On John Lennon's birthday: There's UFOs over New York ... again

John Lennon, NYC T-shirt, photo by Bob Gruen
"There's UFOs over New York and I ain't too surprised ..."

John Lennon wrote those words for the song "Nobody Told Me," which was released on his 1984 posthumous album Milk and Honey. The lyric was referring to a 1974 moment during his "Lost Weekend" (which was actually an 18-month period) when, in the East 52nd Street penthouse apartment he shared with his companion May Pang, he saw an unidentified, flying circular object hovering close to the terrace.  Lennon was naked when he saw it and excitedly called Pang out to be an eyewitness.

When Lennon's photographer Bob Gruen looked into it, he learned the Daily News and local precinct received other sightings that night in the same area of New York, and Lennon added this liner note to the Walls and Bridges album he was working on at the time: "On the 23rd August 1974 at 9 o'clock I saw a U.F.O. - J.L."

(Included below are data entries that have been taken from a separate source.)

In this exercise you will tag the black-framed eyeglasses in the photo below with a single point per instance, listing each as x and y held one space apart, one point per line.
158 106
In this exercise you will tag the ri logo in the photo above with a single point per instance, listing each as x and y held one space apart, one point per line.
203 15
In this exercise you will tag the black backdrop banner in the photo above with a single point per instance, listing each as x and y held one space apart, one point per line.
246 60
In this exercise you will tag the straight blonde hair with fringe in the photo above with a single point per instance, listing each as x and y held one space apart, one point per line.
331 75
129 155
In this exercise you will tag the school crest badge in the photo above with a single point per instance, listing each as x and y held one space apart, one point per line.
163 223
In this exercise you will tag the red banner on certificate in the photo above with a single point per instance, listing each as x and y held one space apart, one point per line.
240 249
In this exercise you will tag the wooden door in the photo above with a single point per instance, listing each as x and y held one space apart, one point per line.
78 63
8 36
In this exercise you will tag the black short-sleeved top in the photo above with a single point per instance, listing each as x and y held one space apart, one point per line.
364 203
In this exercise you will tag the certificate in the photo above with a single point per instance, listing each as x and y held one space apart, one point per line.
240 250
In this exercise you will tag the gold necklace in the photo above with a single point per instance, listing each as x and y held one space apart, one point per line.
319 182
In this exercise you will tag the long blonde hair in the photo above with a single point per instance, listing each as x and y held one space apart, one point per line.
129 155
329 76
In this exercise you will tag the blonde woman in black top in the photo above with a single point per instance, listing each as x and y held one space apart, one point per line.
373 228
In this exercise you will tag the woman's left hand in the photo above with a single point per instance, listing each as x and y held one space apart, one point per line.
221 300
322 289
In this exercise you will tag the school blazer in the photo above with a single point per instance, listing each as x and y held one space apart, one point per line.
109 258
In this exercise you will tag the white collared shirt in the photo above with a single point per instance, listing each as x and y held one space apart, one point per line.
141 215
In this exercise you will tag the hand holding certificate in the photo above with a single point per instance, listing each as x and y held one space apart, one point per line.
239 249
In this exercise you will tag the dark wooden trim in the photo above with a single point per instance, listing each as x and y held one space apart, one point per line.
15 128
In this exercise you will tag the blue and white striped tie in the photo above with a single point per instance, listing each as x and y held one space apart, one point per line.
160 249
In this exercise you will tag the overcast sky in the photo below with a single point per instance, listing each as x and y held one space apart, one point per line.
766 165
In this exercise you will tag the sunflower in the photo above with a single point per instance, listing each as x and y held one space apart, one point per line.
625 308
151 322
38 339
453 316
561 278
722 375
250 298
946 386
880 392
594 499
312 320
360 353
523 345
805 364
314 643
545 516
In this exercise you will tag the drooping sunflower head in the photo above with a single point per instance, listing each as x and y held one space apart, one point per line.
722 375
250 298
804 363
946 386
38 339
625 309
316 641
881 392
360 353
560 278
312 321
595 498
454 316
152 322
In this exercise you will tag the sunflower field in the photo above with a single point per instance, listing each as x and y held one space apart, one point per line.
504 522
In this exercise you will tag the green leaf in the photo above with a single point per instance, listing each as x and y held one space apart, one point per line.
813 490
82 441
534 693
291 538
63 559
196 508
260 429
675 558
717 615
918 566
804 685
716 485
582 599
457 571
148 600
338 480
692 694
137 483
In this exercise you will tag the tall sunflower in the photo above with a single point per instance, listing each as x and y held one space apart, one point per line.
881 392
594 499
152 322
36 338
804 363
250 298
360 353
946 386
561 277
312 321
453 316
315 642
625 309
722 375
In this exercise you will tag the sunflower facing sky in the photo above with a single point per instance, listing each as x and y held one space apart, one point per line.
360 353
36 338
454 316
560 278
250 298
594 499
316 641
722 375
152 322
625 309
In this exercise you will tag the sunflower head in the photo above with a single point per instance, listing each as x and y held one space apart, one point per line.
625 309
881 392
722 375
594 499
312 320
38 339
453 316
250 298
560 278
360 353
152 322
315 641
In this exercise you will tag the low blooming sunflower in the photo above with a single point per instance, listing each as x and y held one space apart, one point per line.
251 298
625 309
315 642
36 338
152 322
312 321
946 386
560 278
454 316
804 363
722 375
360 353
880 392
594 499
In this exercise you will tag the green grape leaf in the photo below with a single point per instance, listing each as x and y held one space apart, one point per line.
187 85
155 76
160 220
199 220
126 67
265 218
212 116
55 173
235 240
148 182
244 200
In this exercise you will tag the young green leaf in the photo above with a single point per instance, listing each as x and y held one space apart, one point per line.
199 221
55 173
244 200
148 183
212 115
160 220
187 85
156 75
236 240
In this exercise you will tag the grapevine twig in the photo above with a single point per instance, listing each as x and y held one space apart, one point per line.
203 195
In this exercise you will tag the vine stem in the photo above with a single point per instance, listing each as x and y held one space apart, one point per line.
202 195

John Lennon was born on Oct. 9, 1940 and would have turned 70 last Saturday. The event was marked with celebrations around the world, including one organized by his widow Yoko Ono at the musician's Strawberry Fields memorial in Manhattan's Central Park.

Four days after crowds gathered to celebrate Lennon, UFOs were spotted hovering over New York City.

News outlets went wild with coverage. One popular theory, reported on by the good folks at Ghost Theory, points to a new book by retired NORAD officer Stanley A. Fullham that predicted aliens would appear over a major city on Oct. 13, 2010.

Nice prediction, eh? Not so much.  It turns out the UFOs may just have been children's balloons, or balloons from a Spanish Tourism event.

But honestly, although the "UFOs" were probably nothing from another world, I like my initial theory: That the aliens Lennon saw 36 years ago were popping back in to wish the Beatle a Happy Birthday, and to join in on the celebrations.